サンテミリオンやポムロルは小さな村で、当時は同じボルドーでも左岸のメドックと比べて人気がありませんでした。また、ポムロルで造られるメルロ主体のワインは当時、早飲みのワインとして認知されており、熟成させることなくすぐ売られてしまっていたため、ワインを貯蔵しておくセラーや豪華なシャトーなんてものはなく、地価も安かったのです。
そこに目を付けた私の父(ジャン・ピエール・ムエックス氏)は、戦後不況という時期も重なって右岸のシャトーを次々と買収していきました。樽でワインを買うだけではなく、今後はワイン造りもすべきだ、とね。先見の明があったということです。」
ペトリュスをはじめ、右岸の錚々たるシャトーを所有する屈指のワイン商と言われるジャン・ピエール・ムエックス社。今では、左岸の1級シャトーを凌ぐ価格がつくようなシャトーがひしめく右岸に、不遇の時代があったとは驚きました。

ようやく手に入れた、ボルドー屈指の歴史を誇るシャトー

ジャン・ピエール・ムエックス社が生み出すワイン
アメリカ、カリフォルニアの名門UCデイヴィス校でワイン造りを学んでいたクリスチャン氏ですが、1970年にはボルドーに呼び戻され、ファミリービジネスに参画することになります。直後から38ヴィンテージにわたってペトリュスを手がけたクリスチャン氏(ペトリュスは後にクリスチャン氏の兄が相続)は、1991年に同社の社長となり、1999年にシャトー・オザンナを、そして2008年にはサンテミリオンの歴史的なシャトー、シャトー・ベレールを手に入れました。
シャトー・ベレール・モナンジュの地質について説明するクリスチャン氏
シャトー・ベレールは、遥かローマ時代に歴史を遡る、サンテミリオンで最古の歴史をもつシャトー。サンテミリオンにある石灰岩の台地の中でも最も標高の高い場所に位置するベレールは古くからこの地で最高の区画とされており、1850年までは著名なワイン辞典でサンテミリオンのトップにランクされていたとか。
しかしその後手入れが行き届かない時代もあり、高い評価を維持することはなく、1954年に始まったサンテミリオンの格付けでは、プルミエ・グラン・クリュ・クラッセBに格付け。しかし2008年にクリスチャン氏が買い取り、大規模な改修を進めることで、シャトー・ベレールの品質は目覚ましい向上を遂げることになりました。
 
シャトー・ベレール・モナンジュの畑
2008年のムエックス家による買収により、シャトーの名前はシャトー・ベレールからシャトー・ベレール・モナンジュに変わりました。実は「Bel air=美しい空気」を意味する名前は、風通しのよい場所にあるシャトー名の定番だそうで、クリスチャン氏が調べたところ、ボルドーだけでもなんと124件もの「ベレール」が付く名前のシャトーがあったため、シャトー・ベレールの名前を変更することになりました。
名前の変更にあたり、クリスチャン氏は「チャーミングなレディの名前を付けたい!」と思い、愛するおばあちゃんの名前であり“私の天使”を意味する「モナンジュ」を付けたというエピソードを明かしてくれました。

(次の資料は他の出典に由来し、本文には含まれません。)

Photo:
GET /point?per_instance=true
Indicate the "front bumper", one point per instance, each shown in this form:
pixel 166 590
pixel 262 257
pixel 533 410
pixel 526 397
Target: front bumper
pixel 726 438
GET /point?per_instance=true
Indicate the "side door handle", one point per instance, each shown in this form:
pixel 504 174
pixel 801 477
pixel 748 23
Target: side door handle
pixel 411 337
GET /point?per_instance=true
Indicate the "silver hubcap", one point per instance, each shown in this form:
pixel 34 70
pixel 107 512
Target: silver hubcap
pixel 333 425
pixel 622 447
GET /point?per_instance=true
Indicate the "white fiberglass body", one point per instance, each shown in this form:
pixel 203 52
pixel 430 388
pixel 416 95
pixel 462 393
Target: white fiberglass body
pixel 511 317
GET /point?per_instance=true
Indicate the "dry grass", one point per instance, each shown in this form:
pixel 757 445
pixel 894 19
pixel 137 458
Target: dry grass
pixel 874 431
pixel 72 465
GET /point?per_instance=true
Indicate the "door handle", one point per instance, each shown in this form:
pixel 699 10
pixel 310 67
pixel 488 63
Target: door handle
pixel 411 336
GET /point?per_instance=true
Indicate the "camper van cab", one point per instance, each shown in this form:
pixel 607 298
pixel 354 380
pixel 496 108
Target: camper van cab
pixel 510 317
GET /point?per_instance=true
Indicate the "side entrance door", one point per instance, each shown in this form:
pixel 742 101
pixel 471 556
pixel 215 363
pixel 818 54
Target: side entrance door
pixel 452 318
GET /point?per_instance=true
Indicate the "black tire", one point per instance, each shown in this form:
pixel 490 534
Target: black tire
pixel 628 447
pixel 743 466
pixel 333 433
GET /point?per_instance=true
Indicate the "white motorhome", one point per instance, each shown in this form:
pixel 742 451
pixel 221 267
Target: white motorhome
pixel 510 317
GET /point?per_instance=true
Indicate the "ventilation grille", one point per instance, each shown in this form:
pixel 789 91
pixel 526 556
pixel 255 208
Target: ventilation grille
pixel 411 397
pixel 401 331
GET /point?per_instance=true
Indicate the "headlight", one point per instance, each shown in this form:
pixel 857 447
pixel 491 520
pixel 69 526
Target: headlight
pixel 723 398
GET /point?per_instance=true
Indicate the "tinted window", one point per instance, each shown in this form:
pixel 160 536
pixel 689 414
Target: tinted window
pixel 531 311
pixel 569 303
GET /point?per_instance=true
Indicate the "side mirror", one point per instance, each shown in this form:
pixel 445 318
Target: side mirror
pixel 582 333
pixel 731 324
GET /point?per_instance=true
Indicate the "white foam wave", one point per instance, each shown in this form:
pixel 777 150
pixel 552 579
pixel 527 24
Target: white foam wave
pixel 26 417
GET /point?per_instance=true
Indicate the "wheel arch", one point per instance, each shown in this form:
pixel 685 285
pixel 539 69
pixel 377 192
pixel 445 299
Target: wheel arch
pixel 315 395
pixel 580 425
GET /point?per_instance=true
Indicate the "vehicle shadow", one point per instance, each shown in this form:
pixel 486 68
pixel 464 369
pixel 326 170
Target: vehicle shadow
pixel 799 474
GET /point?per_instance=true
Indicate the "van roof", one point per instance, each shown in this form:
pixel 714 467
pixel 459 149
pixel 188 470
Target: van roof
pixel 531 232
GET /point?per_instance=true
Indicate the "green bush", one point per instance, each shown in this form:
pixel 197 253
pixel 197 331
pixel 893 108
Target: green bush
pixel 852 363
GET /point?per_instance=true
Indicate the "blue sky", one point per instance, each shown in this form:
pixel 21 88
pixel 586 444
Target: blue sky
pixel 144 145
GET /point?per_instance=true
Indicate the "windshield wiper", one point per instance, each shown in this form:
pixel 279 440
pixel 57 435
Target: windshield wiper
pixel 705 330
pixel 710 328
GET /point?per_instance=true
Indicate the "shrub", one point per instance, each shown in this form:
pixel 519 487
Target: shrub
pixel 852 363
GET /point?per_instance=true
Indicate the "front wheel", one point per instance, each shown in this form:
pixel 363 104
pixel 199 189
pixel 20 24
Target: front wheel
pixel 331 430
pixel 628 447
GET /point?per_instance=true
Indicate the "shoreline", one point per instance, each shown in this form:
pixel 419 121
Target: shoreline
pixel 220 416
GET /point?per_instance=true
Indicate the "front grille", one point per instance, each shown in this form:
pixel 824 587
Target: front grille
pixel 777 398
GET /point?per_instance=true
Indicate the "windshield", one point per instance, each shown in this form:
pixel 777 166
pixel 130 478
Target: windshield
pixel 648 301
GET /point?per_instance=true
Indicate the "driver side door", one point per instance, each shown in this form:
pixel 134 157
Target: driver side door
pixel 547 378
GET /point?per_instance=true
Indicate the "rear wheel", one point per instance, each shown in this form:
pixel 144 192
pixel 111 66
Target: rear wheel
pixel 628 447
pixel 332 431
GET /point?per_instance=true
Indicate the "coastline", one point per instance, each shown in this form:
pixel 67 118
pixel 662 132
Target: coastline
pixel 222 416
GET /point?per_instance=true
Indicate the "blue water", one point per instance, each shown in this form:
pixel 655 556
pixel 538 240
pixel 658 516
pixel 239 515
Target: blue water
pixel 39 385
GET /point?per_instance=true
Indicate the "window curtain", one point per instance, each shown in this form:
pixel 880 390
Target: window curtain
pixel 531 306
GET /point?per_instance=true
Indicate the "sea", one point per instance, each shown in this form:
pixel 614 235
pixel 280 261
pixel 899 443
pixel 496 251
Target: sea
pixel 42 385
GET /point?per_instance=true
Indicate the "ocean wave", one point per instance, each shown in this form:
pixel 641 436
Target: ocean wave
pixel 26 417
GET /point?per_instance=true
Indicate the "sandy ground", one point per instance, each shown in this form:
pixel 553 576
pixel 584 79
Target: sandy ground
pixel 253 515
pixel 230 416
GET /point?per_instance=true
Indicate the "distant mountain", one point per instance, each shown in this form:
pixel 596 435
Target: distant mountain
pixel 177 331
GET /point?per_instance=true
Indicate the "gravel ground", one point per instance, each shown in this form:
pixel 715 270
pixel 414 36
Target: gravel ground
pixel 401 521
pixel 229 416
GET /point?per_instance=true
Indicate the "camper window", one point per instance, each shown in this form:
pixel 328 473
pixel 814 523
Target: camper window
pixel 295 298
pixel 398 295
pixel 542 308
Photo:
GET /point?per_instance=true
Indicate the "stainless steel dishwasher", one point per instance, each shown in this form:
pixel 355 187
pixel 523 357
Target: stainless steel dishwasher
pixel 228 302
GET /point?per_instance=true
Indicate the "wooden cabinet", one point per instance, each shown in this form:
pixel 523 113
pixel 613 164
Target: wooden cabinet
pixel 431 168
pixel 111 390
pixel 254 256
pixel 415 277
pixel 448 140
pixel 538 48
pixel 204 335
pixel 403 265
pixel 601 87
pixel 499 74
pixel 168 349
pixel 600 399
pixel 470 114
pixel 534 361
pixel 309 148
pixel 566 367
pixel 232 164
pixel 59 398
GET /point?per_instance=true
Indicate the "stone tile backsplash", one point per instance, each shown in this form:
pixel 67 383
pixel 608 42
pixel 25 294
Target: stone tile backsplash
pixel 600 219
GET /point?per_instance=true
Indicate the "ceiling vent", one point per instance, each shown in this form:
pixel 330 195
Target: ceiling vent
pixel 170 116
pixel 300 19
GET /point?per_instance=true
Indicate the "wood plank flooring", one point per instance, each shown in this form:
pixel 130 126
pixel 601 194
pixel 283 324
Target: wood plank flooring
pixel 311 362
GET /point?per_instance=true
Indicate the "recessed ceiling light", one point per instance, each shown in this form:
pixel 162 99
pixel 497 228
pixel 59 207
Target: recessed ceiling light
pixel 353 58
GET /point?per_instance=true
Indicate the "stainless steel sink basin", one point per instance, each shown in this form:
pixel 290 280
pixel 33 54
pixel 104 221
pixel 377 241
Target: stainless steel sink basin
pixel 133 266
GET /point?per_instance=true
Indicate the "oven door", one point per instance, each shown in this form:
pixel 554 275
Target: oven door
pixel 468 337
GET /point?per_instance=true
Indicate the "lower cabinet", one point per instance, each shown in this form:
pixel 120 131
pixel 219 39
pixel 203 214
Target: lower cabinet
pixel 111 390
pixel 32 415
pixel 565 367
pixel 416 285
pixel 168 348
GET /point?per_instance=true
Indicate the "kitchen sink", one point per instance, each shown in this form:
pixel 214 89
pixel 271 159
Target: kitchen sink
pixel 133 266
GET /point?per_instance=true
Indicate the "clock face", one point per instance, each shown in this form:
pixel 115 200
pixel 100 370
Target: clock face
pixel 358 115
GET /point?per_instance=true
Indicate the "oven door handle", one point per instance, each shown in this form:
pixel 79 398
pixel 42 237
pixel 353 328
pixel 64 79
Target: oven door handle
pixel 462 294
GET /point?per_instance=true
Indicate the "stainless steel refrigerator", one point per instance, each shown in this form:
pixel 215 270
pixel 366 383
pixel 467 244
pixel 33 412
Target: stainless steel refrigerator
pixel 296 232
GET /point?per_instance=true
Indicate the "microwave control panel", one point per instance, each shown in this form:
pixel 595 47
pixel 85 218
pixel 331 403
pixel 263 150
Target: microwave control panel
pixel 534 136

2014年に初めてリリースされたセカンドとサードワイン

セカンドとサードは2014年からリリースされるようになりました。その理由をクリスチャン氏に尋ねると、
「植え替えを進めていた若木が成長してきたのと、2014年は収量が多かったため、セカンドとサードのリリースに踏み切りました。」とのこと。
全てのワインは区画ごとに醸造され、テイスティングによって最終的にどのワインにするかが決定されます。
元々左岸と比べて生産量が少なく、セカンドを造るシャトーも少ないサンテミリオンでサードワインの存在は皆無に等しい状態。そんな中、サードワインまでリリースしたクリスチャン氏。シャトー・ベレール・モナンジュの名を冠したワインの品質への並々ならぬこだわりと、近年の同シャトーの高い評価の理由が垣間見えました。
「オー・ロック・ブランカン2014年」は、レッドチェリー、ブルーベリー、スイートハーブなどのアロマに、心地よい果実味とみずみずしい酸味が口中を満たします。
サードワインと言えども、ベレール・モナンジュ譲りのミネラル、エレガンスを感じることのできる必見の1本です。シャトーの若木を使用して造られます。
「アノンス・ド・ベレール・モナンジュ2015年」は、ブラックベリー、カシス、ドライハーブのアロマ、セカンドとは思えないほどの複雑味と長い余韻が楽しめます。
2015年はクリスチャン氏が太鼓判を押すヴィンテージ。ファーストのシャトー・ベレールはジェームス・サックリングが100点を付けた超優良年で、クリスチャン氏曰く、他のシャトーのファーストに匹敵する品質のセカンドワインだとか。
最後にテイスティングしたのは「シャトー・ベレール・モナンジュ2012年」。2012年は超優良年と言える年ではありませんが、ベレール・モナンジュに関しては各ワイン誌で高評価を獲得し成功したヴィンテージ。
レッドフルーツ、ミネラル、フローラルの華やかなアロマ。熟したブドウ由来のシームレスなタンニンと、研ぎ澄まされた余韻が長く続きます。セカンド、サードと比べても圧倒的に複雑な香りと余韻の長さはさすがの一言。
今飲んでも十二分に美味しいですが、あと10年ほどは寝かせるとさらに素晴らしい姿を見せてくれそうな1本でした。

約50年間のワイン人生で今が一番

ボルドーで約半世紀にわたってワイン造りに携わってきたレジェンド、クリスチャン・ムエックス氏。同氏によると、彼のワイン人生で今が一番高品質なワインが造れる時代であると断言できるそうです。
「地球温暖化がボルドーではポジティブに働いていることは事実です。また、光学式選果台(※)を導入したのは、ボルドーでもカリフォルニアでも私が最初でしたが、この50年のキャリアでこれが一番大きな技術進歩だと思っています。特にカリフォルニアでは、過熟したブドウの粒を選別するのに大いに役立っています。」
(※)除梗したブドウの粒をコンピューターが画像判定し、不適格なブドウを空気砲で弾くことで選果する最新鋭の機械
半世紀以上というワイン造りの長い歴史と経験に裏打ちされたクリスチャン氏が今最も心血を注ぐボルドーワイン、シャトー・ベレール・モナンジュ。現在は息子のエドアルド氏が一家で移り住んでマネジメントを行っていますが、近いうちにシャトーの建設も始まるそうで、さらなる進化を遂げる模様。
レジェンドがキャリア史上最高品質と断言する今、同氏が愛情と50年のキャリアをかけて生み出すボルドーワイン、シャトー・ベレール・モナンジュからますます目が離せません!